Supermarket chain Iceland to pay €12,000 to Travellers over discrimination claim at Irish store

The group were told to leave the supermarket shortly after entering.

A SUPERMARKET HAS been ordered to pay a combined €12,000 to a group of Travellers following claims they were “humiliated” when they were escorted out of the store by security. 

The Workplace Relations Commission (WRC) found staff working at Iceland caused “emotional upset and public embarrassment” to the group – of whom three were under 18 at the time – during their visit to the supermarket in November 2020.

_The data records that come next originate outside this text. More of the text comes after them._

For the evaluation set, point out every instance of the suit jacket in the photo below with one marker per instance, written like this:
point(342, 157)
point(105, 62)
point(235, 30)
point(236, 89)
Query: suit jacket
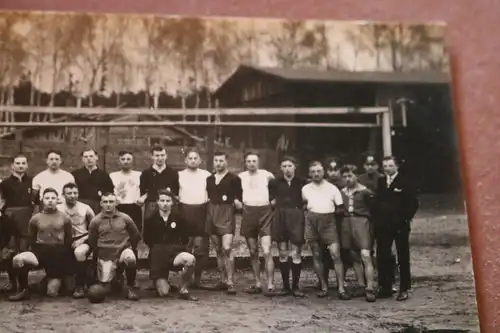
point(396, 204)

The group took four separate cases alleging discrimination following this, saying they had been singled out upon entering Iceland as they believed they were “readily identified” as belonging to the Traveller community due to their accents and clothing.

They said that within moments of entering the supermarket, a security guard and assistant manager confronted them and told them to leave and “in full view of other customers” they were followed out of the supermarket by the Iceland staff.

The case was brought via the Free Legal Advice Centre (FLAC) which noted CCTV evidence it obtained was found to corroborate the difference in treatment alleged by the complainants. 

In its decision, the WRC said the CCTV footage that the Travellers were “escorted out of the shop while other young people were not”. 

In its response at the WRC, Iceland said they are open for business for all customers and do not discriminate against any group, pointing to how the McDonnells and their friends had shopped at the store previously.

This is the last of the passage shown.